L’importance de cette affirmation exige qu’elle soit expliquée avec soin. Nous allons préciser le sens de chacun de ces termes : chute de l’humanité, dogme, doctrine philosophique.
Et d’abord, qu’est-ce que l’idée chrétienne de la chute de l’humanité ? Je l’expose ici, il est presque superflu de le dire, sous ma responsabilité, et dans le sens où cette idée me paraît commune à toutes les grandes manifestations de la pensée chrétienne. L’affirmation qu’il existe un désordre essentiel dans la nature humaine a une importance de premier ordre dans l’organisme du dogme évangélique ; c’est véritablement la pierre d’angle de l’édifice.
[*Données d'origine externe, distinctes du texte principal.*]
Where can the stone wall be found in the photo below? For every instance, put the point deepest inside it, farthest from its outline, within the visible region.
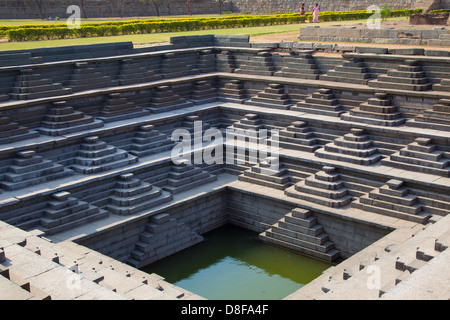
(335, 5)
(23, 9)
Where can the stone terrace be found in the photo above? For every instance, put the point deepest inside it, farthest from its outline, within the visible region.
(356, 171)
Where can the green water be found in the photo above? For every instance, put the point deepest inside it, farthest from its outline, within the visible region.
(233, 264)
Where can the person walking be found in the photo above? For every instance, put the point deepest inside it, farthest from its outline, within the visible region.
(302, 9)
(316, 13)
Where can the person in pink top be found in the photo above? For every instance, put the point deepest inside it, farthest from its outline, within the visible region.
(302, 9)
(316, 13)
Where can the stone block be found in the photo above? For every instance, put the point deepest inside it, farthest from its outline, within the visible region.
(372, 50)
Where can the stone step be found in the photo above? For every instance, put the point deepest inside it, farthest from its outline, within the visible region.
(311, 74)
(411, 80)
(53, 214)
(52, 219)
(94, 216)
(422, 217)
(156, 199)
(321, 239)
(415, 167)
(399, 157)
(44, 167)
(269, 104)
(188, 184)
(94, 157)
(359, 116)
(119, 159)
(279, 183)
(45, 86)
(38, 95)
(144, 193)
(407, 203)
(322, 200)
(54, 173)
(291, 237)
(328, 256)
(368, 107)
(334, 111)
(337, 185)
(343, 78)
(305, 226)
(399, 86)
(345, 148)
(364, 161)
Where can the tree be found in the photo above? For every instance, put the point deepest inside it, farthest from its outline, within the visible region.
(220, 5)
(117, 7)
(385, 12)
(189, 6)
(157, 4)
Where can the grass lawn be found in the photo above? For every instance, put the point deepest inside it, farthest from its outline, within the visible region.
(140, 39)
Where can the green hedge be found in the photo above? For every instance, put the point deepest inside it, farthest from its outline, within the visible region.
(439, 10)
(113, 28)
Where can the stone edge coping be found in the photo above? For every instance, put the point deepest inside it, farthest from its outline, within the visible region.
(223, 75)
(123, 221)
(141, 55)
(396, 57)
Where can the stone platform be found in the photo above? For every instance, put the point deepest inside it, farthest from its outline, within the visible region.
(87, 173)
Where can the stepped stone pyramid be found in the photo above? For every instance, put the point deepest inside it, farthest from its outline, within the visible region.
(119, 108)
(164, 99)
(206, 61)
(299, 231)
(132, 195)
(420, 156)
(174, 66)
(94, 156)
(324, 188)
(189, 124)
(393, 199)
(300, 64)
(355, 147)
(321, 102)
(351, 71)
(149, 141)
(134, 71)
(30, 85)
(13, 132)
(298, 136)
(263, 174)
(444, 85)
(408, 76)
(203, 92)
(87, 78)
(29, 169)
(233, 91)
(225, 61)
(250, 123)
(65, 212)
(163, 236)
(260, 65)
(61, 120)
(436, 118)
(186, 176)
(273, 96)
(377, 111)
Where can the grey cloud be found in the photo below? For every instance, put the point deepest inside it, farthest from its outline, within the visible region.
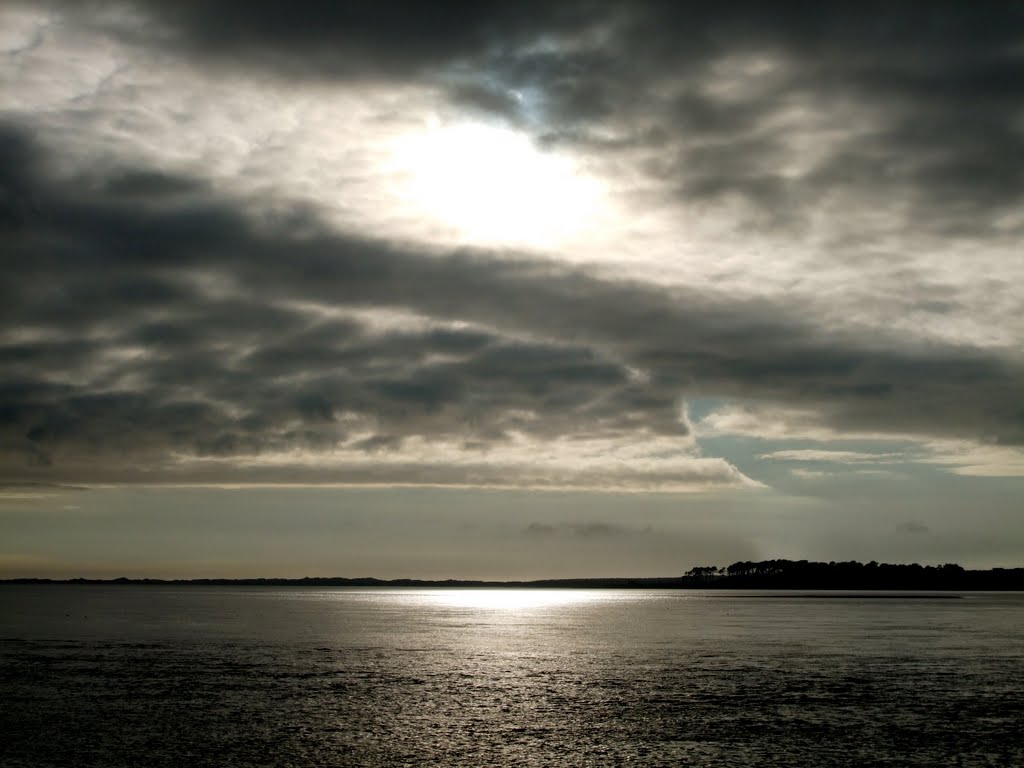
(919, 102)
(182, 329)
(913, 526)
(582, 529)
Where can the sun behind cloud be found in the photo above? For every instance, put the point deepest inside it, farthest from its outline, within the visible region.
(492, 185)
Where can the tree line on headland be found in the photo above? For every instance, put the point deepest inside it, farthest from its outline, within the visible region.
(766, 574)
(853, 574)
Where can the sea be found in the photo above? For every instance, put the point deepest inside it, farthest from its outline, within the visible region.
(155, 676)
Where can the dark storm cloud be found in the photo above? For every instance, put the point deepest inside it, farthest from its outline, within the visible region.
(138, 328)
(927, 95)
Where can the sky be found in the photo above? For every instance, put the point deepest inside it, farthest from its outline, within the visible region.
(491, 290)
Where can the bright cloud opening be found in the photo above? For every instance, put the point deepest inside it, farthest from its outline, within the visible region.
(493, 185)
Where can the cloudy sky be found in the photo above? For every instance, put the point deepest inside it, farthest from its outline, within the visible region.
(508, 290)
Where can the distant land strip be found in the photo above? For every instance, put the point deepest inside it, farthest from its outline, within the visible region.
(766, 574)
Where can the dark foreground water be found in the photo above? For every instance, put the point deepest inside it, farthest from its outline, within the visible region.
(196, 676)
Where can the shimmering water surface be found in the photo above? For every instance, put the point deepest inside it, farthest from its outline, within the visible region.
(204, 676)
Le dogme évangélique, en effet, contient ces trois pensées capitales : la création de l’humanité, sa rédemption et sa restauration morale, ou sa sanctification. La rédemption et la sanctification ont pour but de rétablir le plan primitif de la volonté créatrice au sein d’un état de désordre. Si l’affirmation d’un désordre essentiel est supprimée, il n’y a plus de place pour la rédemption, et il n’y a plus moyen de comprendre une restauration ; il ne reste plus que la doctrine de la création, c’est-à-dire le déisme. Dès lors le chrétien se trouve en présence d’une objection irréfutable du déiste, qui lui dit : « Quelle idée avez-vous de votre Dieu ? Vous pensez qu’il a dû intervenir dans le monde par un acte surnaturel ; il faut donc que ce soit un ouvrier mal habile, puisqu’il n’a pas bien fait son ouvrage du premier jet, et qu’il a dû y revenir. » L’argument est sans réplique ; le chrétien assez malavisé pour avoir méconnu la place qu’occupe dans sa doctrine le caractère essentiel du désordre du monde se trouve réduit au silence, ou embarrassé dans une série de contradictions. Il continuera, en effet, à moins qu’il ne change tout son vocabulaire, à appeler Jésus-Christ du nom de Sauveur, à parler de salut et de restauration. Or il est manifeste qu’on ne sauve que ce qui est en danger de se perdre, et qu’une œuvre de restauration ne s’accomplit que là où l’ordre primitif a été détruit. Au contraire, dès le moment où l’on admet que la nature humaine a été viciée, on comprend l’intervention de Dieu pour le rétablissement de l’ordre, intervention surnaturelle quant à la nature déchue, mais qui a pour but le rétablissement de la nature primitive.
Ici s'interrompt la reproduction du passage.